HONG KONG (Reuters) - Sichuan Haidilao Catering, one of China’s most popular hotpot chains, is planning to raise $600 million to $700 million in a Hong Kong initial public offering in a push to take the brand global, said three people with knowledge of the transaction.
Haidilao, which mainly serves spicy Sichuan style hotpot and is popular for the free services and entertainment such as manicures and board games offered to waiting customers, has tapped Goldman Sachs (GS.N) and CMB International (CMBI) as joint sponsors for the proposed IPO, two of the people said. The IPO could come in the second half of the year, they said.
The planned listing comes as the Beijing-based restaurant operator looks to further expand at home and boost its network globally to attract foreign consumers to the nation’s hotpot cuisine. Part of the proceeds to be raised will be used to finance its expansion, said one person.
Haidilao’s Chief Strategy Officer Zhou Zhaocheng said in an email to Reuters that the company has “no comment on market speculation”. Goldman declined to comment, while CMBI didn’t respond to requests for comment.
Co-founded by former tractor factory worker Zhang Yong in 1994, Haidilao has grown into China’s leading hotpot chain with about 190 stores across the country, and has already entered overseas markets including Singapore, Los Angeles, Seoul and Tokyo, according to its website.
The company, whose name originates from a mahjong term in Sichuan province which literally means fortune, is widely known for its focus on attentive and creative customers services, a rare emphasis point for many Chinese catering firms targeting the mass market. That also helped Haidilao become a case study at the Harvard Business School in 2011.
Betting on the growing lure of Chinese cuisine worldwide, several of Haidilao’s domestic rivals are also eyeing overseas expansion, including Little Sheep, another hotpot chain, controlled by Yum China Holdings (YUMC.N), and Best Food Holding (1488.HK), the catering and retail arm of private equity firm Hony Capital.
Details of co-founder and chairman Zhang’s stake after the IPO or the company’s valuation could not be ascertained.
Zhang had expected Haidilao’s revenue to reach 10 billion yuan ($1.58 billion) in 2017 and said he had no plans to list the firm on domestic or overseas bourses, according to a Bloomberg report last year.
Yihai International Holding Ltd (1579.HK), a maker of hotpot soups and sauce condiments, was spun off from Haidilao and went public in Hong Kong in 2016. The unit, controlled by Zhang and another Haidilao co-founder, has a market capitalization of around HK$13.2 billion ($1.68 billion).

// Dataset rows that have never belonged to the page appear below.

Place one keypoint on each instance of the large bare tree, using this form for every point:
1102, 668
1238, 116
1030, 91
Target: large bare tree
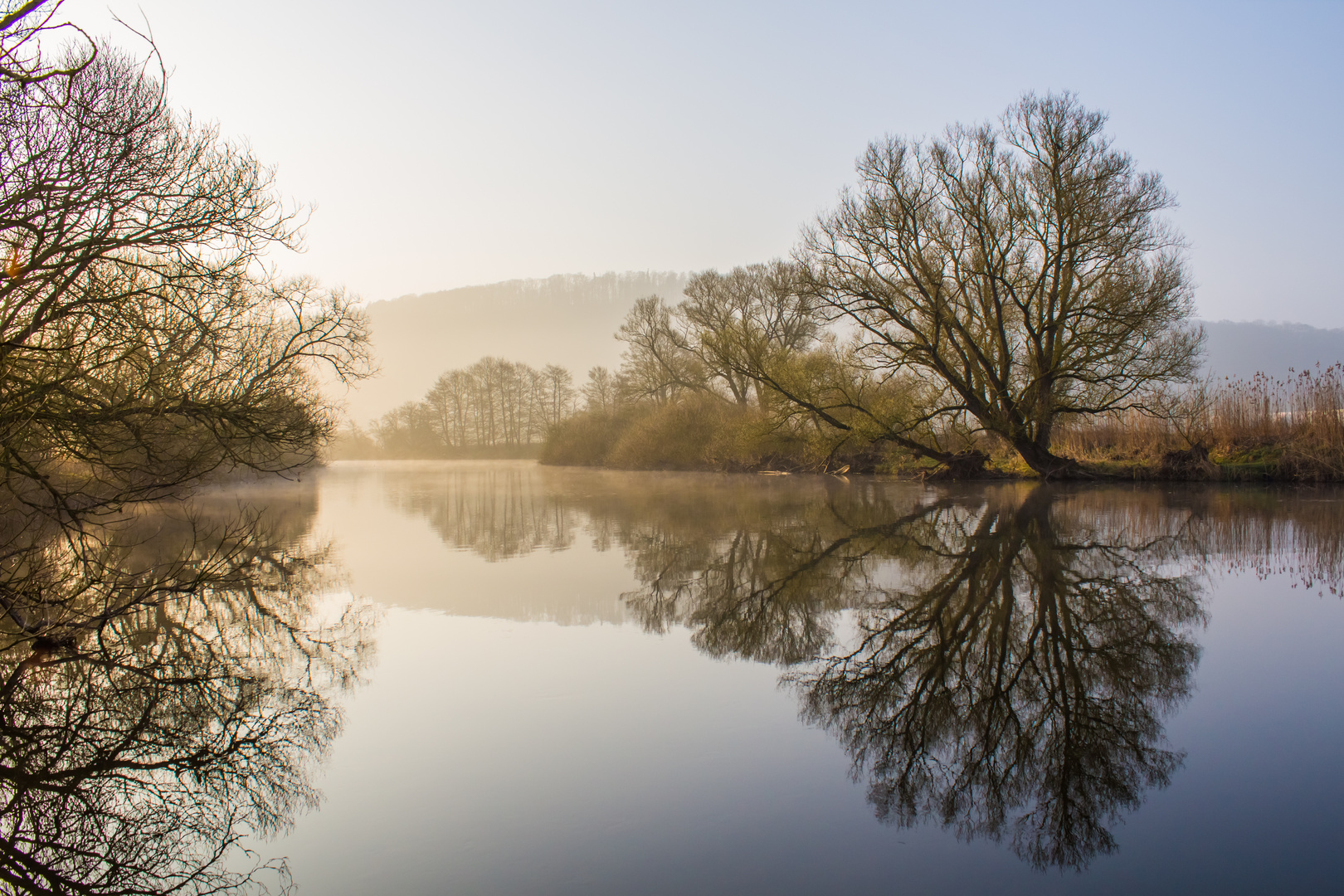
144, 343
1020, 268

Haidilao has suffered setbacks. An undercover news report by a domestic newspaper exposed a food hygiene scandal at two of its Beijing restaurants last year. And one of its outlets in Singapore was suspended for two weeks earlier this year for violating hygiene standards, Singapore media reported.
The company acted swiftly after the hygiene issues cropped up by acknowledging them, and started to offer live streams from its kitchens in the Chinese capital.